An NDA also cannot prohibit an employee from filing a sexual harassment complaint with the Equal Employment Opportunity Commission.
A unilateral NDA is more commonly used. It is used when a business or employer discloses information to their employee, and the employee receives the information and agrees to keep the information confidential.
A mutual NDA is used when the two parties agree keep confidential each other’s information. The mutual NDA is generally used between businesses.
A nondisparagement clause generally prevents an employee from saying anything negative about the company, even on social media. Nondisparagement clauses have gained popularity in the startup world where they are often used to hide the sexist culture in the tech industry. If you are subject to a nondisparagement clause, it is best not to publicly discuss your employer, and especially not online, where proof of your comments could be saved as evidence of a violation. Consult with an attorney to review the agreement before speaking out, even anonymously.
Some have interpreted this statute to apply to both businesses and individuals.
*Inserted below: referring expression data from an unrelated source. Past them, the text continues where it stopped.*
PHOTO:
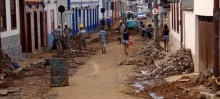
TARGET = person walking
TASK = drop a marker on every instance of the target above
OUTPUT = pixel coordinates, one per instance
(82, 37)
(102, 38)
(121, 30)
(57, 38)
(67, 32)
(150, 30)
(102, 22)
(126, 41)
(166, 37)
(109, 21)
(141, 23)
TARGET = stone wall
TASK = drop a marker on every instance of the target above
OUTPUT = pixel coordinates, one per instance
(11, 45)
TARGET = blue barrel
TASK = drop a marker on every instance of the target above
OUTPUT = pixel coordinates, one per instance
(59, 72)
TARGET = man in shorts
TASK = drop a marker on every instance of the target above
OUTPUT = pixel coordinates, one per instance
(126, 41)
(82, 34)
(102, 38)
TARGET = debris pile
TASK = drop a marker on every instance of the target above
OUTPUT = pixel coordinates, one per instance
(147, 56)
(138, 62)
(5, 63)
(204, 79)
(176, 90)
(152, 50)
(112, 36)
(178, 63)
(76, 53)
(74, 64)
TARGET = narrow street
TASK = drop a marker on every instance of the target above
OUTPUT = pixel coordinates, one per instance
(52, 49)
(100, 78)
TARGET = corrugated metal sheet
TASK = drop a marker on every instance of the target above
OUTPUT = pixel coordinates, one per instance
(59, 72)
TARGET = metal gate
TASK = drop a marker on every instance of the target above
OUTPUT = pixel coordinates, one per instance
(205, 42)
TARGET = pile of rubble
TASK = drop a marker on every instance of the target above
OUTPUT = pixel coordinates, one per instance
(178, 63)
(112, 36)
(76, 53)
(152, 50)
(205, 79)
(147, 56)
(74, 64)
(5, 63)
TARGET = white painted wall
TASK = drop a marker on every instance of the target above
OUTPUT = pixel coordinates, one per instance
(9, 31)
(203, 7)
(48, 8)
(189, 31)
(174, 36)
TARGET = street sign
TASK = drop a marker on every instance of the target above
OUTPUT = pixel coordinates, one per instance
(155, 11)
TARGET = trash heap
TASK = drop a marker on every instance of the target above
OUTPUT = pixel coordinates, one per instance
(147, 56)
(178, 63)
(72, 63)
(112, 36)
(5, 63)
(152, 50)
(76, 53)
(204, 78)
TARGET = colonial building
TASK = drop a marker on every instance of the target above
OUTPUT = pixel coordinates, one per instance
(25, 26)
(10, 39)
(191, 26)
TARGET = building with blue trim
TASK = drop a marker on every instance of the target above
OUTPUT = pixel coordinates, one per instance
(84, 12)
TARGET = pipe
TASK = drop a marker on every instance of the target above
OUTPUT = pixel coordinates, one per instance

Therefore, under this language of this statute, victims of workplace sexual assault or harassment who settle their claims subject to an NDA, would be prohibited from deducting the portion of their settlement allocated for attorney’s fees, and would have to pay taxes on the entire amount they were given for the settlement.
As a result of this uncertainty, Sen. Robert Menendez has announced plans to introduce legislation clarifying that §162(q) is meant to apply only to businesses/employers. In the meantime, you should consult with a tax attorney or accountant knowledgeable in this area to determine what amounts of your settlement payment are deductible.